Toronto, Ontario – Nova Scotians with good credit are in for a treat if they drive under Co-operators General Insurance, now that the company has announced that credit scores can now be used as a rating factor for auto insurance, following the regulator’s approval.
“The company proposed a new rating variable, Insurance Score, based on credit information obtained with the client’s consent,” according to a press release from the Nova Scotia Utility and Review Board from Feb. 5.
“Co-operators proposed differentials for this variable that would apply to bodily injury, property damage-tort, direct compensation property damage (DCPD), accident benefits, collision, comprehensive, and specified perils. Co-operators off-balanced the expected impact of the proposed rating variable to make it revenue neutral.”
The “off-balancing” is expected to create “significant increases to base rates for some coverages”, according to the press release.
“This is similar to other cases where the use of credit information has been allowed and, although it tends to shift premiums from clients with the better credit ratings to clients with poorer ones, this is a result of an actuarial analysis that showed credit ratings can have a significant impact on Co-operators’ loss costs,” said the Nova Scotia regulator in a written statement.
According to the regulators, this move from Co-operators is likely a symptom of increasing competition in the credit-based insurance market.

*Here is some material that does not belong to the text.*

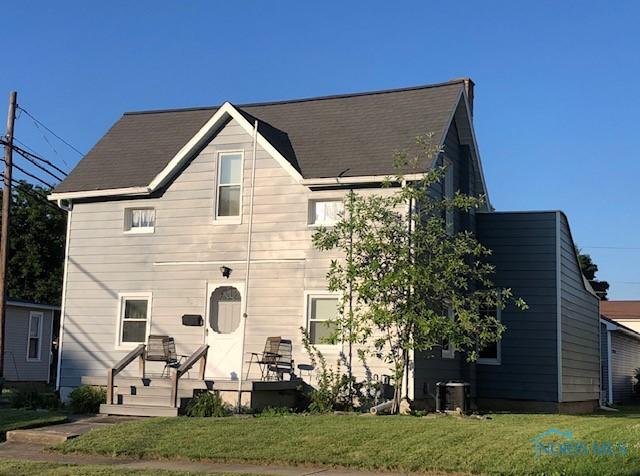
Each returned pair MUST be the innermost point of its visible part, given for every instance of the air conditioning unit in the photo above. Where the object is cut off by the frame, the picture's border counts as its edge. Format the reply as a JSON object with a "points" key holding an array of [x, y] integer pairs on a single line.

“Co-operators…noted several competitors had introduced credit information in their rating algorithms and said it wanted to avoid being put at a competitive disadvantage,” according to regulators.
“The company said individuals with poorer credit might decide to insure with Co-operators, while better credit risks, who should have lower claims experience, might seek out insurers who use credit information to offer discounts. Co-operators said if it attracted more of the poorer risks, its claims experience could deteriorate.”